Tivoli ha creato il marchio “Tivoli Ready” per garantire la compatibilità degli equipaggiamenti con le sue utility di amministrazione. Sun ha dato vita a Jiro, una tecnologia aperta basata su Java. Allo stesso modo di Fibre Channel, Jiro propone di incapsulare i protocolli di amministrazione. Attori come Legato, StorageTek o Veritas danno sostegno a Jiro.
Compaq, Emc, Ibm e StorageTek, propongono soluzioni San, più o meno proprietarie, da due anni, ma le soluzioni aperte e integrate all’ambiente informatico eterogeneo sono molto più recenti. Questo gruppo di costruttori hanno fatto i maggiori sforzi, in termini di investimenti, in centri di interoperabilità. Lanciata nel 1998, l’architettura Ensa (Enterprise Network Storage Architetture) di Compaq permette la gestione di un sistema di storage eterogeneo all’interno dell’impresa. Questa si basa su un’interfaccia utente Web e su un hardware di input che fornisce un punto d’accesso centralizzato per la gestione e il controllo delle componenti San. L’hardware di supervisione si collega direttamente alla struttura della rete Fibre Channel ed effettua la supervisione senza utilizzare le risorse del computer host.
Pioniere dello storage in rete, Ibm ha debuttato negli anni 90 con una sua rete in fibra ottica, denominata Escon, che per molto tempo è rimasta limitata alla piattaforma S/390. Con la sua gamma SmartPaks, Big Blue propone delle soluzioni complete e aperte che integrano hardware, software, commutatori e servizi. La società ha inoltre stipulato un importante accordo Oem con Compaq. Risultato: Compaq sta arricchendo la sua offerta San con i server di storage Shark di Ibm e software di amministrazione di sistema Tivoli. Come contropartita, Ibm sta sviluppando l’offerta con il sistema Modular Array Storage Works di Compaq e con la tecnologia di virtualizzazione Versator.
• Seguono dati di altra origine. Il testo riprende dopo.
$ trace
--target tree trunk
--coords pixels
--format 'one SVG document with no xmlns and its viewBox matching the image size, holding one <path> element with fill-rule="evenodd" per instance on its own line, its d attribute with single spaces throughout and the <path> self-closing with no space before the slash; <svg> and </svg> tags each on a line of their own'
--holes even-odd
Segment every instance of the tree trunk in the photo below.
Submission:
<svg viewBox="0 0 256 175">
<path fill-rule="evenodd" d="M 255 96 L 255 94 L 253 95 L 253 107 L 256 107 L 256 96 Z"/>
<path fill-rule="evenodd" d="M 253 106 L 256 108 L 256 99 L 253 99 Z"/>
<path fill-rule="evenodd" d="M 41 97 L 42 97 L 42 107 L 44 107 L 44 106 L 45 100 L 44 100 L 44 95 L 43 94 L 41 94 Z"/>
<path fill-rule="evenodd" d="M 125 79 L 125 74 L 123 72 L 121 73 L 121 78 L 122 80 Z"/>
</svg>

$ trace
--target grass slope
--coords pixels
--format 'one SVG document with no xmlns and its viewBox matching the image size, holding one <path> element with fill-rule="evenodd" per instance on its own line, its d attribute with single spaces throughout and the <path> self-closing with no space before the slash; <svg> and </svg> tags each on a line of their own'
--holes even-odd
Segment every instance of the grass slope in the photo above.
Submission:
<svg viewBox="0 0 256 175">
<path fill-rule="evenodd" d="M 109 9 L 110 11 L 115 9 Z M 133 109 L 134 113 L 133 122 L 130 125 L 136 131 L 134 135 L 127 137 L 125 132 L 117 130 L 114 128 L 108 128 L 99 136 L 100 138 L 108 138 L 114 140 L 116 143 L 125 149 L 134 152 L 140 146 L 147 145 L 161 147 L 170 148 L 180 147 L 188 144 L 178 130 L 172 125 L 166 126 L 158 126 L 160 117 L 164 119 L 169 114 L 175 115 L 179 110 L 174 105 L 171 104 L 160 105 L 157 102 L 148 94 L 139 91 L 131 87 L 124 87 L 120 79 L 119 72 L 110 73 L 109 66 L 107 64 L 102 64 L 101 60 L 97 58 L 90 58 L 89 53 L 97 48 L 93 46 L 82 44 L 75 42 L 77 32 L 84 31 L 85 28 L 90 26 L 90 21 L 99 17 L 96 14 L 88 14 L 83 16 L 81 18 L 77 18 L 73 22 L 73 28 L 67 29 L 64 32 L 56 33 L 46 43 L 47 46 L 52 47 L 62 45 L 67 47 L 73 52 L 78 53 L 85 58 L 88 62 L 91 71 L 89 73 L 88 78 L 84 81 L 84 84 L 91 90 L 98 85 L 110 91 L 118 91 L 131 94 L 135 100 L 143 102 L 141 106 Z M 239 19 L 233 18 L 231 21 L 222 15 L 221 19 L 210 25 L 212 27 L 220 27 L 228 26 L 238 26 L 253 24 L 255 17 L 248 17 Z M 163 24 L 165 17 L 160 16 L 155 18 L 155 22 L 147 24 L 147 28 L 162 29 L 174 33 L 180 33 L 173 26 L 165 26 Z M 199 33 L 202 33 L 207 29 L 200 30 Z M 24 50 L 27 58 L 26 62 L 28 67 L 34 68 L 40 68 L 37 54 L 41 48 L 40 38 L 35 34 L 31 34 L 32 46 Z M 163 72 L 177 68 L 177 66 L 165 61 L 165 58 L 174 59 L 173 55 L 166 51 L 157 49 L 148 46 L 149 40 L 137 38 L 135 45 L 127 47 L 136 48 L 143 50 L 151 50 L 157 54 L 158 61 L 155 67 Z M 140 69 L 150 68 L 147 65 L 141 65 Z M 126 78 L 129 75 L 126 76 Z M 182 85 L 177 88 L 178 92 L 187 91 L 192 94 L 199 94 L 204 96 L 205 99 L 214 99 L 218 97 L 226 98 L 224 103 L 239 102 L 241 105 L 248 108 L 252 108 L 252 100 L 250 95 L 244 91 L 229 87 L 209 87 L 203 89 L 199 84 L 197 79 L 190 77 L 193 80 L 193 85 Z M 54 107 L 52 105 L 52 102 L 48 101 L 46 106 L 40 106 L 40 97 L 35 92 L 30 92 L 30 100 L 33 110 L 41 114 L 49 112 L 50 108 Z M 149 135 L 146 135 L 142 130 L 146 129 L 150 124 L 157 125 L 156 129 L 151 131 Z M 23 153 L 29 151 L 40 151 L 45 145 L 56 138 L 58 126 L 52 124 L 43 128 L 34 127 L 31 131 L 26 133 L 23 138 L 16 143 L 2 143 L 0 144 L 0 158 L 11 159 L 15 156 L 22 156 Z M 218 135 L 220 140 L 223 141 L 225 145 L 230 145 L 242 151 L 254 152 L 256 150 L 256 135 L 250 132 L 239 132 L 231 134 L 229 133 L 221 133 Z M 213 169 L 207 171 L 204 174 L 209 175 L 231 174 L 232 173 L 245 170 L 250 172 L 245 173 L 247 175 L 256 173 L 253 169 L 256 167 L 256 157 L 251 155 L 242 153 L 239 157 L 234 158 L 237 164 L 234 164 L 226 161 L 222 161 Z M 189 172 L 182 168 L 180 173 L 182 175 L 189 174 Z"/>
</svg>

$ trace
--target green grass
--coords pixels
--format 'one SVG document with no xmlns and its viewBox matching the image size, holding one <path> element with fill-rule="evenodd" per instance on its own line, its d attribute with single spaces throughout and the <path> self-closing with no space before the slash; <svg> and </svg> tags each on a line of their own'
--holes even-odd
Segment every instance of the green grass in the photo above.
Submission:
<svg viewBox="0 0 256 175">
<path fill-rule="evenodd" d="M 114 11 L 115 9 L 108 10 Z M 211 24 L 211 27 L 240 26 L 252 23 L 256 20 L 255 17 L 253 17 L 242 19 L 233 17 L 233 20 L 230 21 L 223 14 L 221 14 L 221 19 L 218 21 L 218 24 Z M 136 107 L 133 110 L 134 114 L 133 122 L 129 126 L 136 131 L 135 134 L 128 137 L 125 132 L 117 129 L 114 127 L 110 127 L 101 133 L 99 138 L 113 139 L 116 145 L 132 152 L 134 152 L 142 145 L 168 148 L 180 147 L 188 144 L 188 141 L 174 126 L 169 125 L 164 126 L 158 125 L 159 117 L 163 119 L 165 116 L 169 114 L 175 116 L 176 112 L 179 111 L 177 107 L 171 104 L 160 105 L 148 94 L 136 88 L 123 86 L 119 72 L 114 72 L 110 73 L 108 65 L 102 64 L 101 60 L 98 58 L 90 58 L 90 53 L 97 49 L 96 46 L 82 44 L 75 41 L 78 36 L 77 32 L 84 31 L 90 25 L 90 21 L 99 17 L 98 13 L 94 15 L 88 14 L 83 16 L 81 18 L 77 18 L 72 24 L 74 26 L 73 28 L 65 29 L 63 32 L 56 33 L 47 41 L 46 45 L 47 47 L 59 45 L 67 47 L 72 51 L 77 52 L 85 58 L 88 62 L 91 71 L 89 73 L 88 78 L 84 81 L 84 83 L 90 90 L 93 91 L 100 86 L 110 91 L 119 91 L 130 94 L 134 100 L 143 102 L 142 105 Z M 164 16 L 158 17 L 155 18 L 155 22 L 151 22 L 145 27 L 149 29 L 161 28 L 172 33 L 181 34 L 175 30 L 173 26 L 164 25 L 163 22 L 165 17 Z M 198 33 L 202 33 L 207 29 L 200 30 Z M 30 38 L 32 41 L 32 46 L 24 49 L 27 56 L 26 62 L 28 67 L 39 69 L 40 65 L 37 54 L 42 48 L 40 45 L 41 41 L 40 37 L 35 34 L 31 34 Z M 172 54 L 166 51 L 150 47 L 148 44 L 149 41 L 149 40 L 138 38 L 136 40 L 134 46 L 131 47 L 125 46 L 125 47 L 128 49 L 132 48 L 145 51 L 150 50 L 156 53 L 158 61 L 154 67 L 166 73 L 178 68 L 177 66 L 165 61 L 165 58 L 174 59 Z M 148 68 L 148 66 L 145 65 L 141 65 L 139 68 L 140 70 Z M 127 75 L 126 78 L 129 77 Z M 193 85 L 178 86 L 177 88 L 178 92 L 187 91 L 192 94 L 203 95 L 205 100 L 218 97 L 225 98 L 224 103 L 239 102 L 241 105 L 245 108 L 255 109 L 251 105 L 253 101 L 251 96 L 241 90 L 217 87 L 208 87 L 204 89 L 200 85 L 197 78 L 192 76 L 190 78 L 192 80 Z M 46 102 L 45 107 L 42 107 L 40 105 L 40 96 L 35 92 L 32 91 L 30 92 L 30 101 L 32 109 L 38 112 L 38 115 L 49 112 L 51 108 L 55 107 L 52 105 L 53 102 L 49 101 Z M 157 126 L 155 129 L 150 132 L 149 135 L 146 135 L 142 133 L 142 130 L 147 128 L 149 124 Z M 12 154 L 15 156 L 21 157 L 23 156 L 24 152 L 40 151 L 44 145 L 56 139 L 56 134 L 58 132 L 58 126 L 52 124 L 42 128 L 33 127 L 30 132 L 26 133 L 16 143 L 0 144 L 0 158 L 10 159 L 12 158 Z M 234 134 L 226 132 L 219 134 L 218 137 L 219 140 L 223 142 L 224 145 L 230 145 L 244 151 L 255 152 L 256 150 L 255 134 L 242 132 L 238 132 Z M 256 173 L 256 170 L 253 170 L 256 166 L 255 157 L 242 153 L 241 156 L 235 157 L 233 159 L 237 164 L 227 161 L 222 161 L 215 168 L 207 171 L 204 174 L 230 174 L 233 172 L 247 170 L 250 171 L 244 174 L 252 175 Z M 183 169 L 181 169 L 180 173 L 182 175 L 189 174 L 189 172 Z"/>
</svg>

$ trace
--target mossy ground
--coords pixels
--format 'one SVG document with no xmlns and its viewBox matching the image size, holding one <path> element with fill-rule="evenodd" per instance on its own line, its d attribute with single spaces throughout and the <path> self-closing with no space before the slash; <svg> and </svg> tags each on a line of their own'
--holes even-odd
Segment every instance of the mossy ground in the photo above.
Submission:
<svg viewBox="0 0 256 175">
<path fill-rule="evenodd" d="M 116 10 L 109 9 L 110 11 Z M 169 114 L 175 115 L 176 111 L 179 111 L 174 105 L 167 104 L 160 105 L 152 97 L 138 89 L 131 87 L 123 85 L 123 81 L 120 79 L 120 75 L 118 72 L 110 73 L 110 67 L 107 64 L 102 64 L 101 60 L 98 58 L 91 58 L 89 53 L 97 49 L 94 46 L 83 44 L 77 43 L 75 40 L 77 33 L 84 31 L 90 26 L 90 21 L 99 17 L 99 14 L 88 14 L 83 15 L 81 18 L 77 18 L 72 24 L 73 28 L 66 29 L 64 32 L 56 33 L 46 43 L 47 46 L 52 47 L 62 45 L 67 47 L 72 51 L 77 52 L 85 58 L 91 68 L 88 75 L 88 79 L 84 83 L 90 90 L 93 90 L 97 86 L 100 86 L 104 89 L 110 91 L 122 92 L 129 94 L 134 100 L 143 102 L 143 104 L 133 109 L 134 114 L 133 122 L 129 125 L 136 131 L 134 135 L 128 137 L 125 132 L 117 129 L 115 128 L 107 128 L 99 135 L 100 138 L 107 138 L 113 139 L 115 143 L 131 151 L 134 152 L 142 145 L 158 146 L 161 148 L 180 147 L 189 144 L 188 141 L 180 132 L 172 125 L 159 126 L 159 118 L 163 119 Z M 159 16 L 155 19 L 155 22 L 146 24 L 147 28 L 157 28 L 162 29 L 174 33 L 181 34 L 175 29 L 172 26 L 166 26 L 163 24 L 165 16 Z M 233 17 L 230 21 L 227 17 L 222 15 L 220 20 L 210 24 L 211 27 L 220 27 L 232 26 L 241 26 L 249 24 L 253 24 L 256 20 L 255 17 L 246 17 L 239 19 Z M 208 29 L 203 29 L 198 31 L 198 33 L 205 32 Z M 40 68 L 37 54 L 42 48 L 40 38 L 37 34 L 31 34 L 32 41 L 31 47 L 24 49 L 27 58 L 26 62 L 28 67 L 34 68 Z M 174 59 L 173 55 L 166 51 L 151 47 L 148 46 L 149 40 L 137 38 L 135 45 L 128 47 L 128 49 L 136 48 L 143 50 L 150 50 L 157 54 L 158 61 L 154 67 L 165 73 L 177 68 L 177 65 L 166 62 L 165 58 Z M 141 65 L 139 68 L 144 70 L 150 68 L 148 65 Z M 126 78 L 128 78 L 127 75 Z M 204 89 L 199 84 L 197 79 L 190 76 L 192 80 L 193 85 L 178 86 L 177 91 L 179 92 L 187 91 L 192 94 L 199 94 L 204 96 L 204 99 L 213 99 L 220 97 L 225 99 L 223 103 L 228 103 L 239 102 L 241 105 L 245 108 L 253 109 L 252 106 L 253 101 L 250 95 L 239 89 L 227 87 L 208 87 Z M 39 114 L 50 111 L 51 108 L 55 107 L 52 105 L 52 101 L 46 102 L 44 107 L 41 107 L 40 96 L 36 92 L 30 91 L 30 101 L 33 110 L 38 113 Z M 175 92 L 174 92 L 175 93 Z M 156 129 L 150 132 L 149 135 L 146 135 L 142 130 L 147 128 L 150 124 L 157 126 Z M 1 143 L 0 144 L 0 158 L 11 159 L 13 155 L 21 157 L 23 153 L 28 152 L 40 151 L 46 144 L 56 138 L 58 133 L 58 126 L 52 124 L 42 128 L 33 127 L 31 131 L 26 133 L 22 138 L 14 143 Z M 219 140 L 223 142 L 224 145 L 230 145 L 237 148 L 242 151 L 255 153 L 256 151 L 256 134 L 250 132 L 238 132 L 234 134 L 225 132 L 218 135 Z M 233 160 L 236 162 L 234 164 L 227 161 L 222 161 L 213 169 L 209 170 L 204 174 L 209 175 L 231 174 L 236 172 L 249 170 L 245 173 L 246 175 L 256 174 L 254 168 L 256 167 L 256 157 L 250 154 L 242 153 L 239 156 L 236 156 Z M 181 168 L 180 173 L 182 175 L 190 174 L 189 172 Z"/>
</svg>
Sun varcata la soglia del mercato Solaris si è agganciata agli ambienti Aix, Hp-Ux, Windows Nt e Linux. Questa strategia ha condotto il costruttore a rivedere la sua offerta Raid di fascia alta con le sue nuove bay di disco StorEdge T3 e prevede di ottimizzare la sua console d’amministrazione con Data Management Center, nuova directory centralizzata dello spazio storage capace di gestire le basi Raid di origine diversa.